Bien, pues estos niños cada vez me sacan más de quicio! Lo quieren absolutamente todo! Lo más nuevo, lo más caro, lo que tiene más resolución, lo que sus padres les cuesta sudor y enculadas pagar... Quieren que el mundo gire a su alrededor y que no les moleste, claro!
Sí, vale, de acuerdo, nuestra generación (la del "1, 2, 3 responda otra vez"), actuábamos igual, queríamos también cosas, es cierto, pero coño! al menos cuando las conseguíamos (algunas de ellas) no poníamos la cara de jodidos que ponen ahora.
Nosotros nos alegrábamos un montón cuando teníamos el deseo materializado!... Y lo mejor era que nos duraba el sésamo unos cuantos días, por no decir meses.

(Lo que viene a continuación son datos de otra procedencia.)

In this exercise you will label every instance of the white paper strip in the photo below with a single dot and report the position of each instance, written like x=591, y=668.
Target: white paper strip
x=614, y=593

¡No amorticé ni nada el tambor de cartón lleno de maderitas para construir mis primeras torres a los 5 años! Aún hoy, utilizo alguna de estas maderitas para falcar armarios y mesas cojas en casa.
Por no hablar del mini órgano Casio PT-1 que me regalaron a los 12, con el que ahora lupeo alguna de mis canciones.
Recuerdo mi primer móvil, un Ericsson T-10, por aquel entonces ya estaba trabajando full-time para pagarme un ridículo piso de 30 metros cuadrados! ...¡Y ahora los ves comiendo nubes en el parque (esto no ha cambiado), con un puto iPhone 4 en las manos! ¡O con unos pantalones que valen más que tu armario al completo...! Y todo para que se les caiga y se vean unos calzoncillos que cuestan más que todos los que te regaló tu abuela en navidades... Y lo de llevarlos debajo del bañador? Qué locura es esa?.
El otro día le enseñé a un niño uno de mis cómics de Tintín y lo primero que hizo fue oprimir con el dedito índice una de las viñetas intentando desplazarla hacia abajo preguntándome como iba ese iPad!
Padres sed fuertes, apretad los dientes y aguntad el tirón... Los Emo-adolescentes tienen el poder y ya no hay quien los pare.